Back in January 2010, Hugo Chávez announced that his administration wanted to promote non-oil exports.
As is customary, he didn’t have a plan, but he had a catchy name for it anyway – in this case, a toll-free number, 0800-EXPORTA, to assist potential exporters.
Since 2000, non-oil exports have dropped by a third.
In the first quarter of 2012, Venezuela’s non-oil sector exported a paltry $1.05 billion. If we multiply this figure by 4, we would be exporting roughly $4.2 billion, or about as much as the exports of Nicaragua or Aruba.
That’s what our non-oil sector is like – Nicaragua or Aruba.
One of the least explored angles of why this is so bad for our economy is related to shipping costs. In countries where the flow of exports and imports is roughly the same, ships dropping stuff off can load goods for export. That way, shipping becomes less expensive, because the ship is not leaving La Guaira empty-handed.
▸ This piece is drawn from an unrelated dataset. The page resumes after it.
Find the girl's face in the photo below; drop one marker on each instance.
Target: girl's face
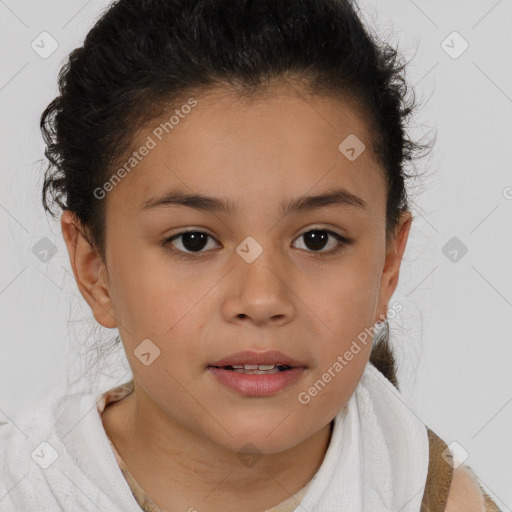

But in our case, ships come in full and they leave empty.
Perhaps the problem is that the person in charge of the Exports hotline is Rafael Ramírez, who also functions as President of PDVSA, Oil Minister, Vice-President for Territorial Development, coordinator of Housing Policy, and Vice-President of the government’s party, the PSUV.
Think he might be feeling a bit over-extended?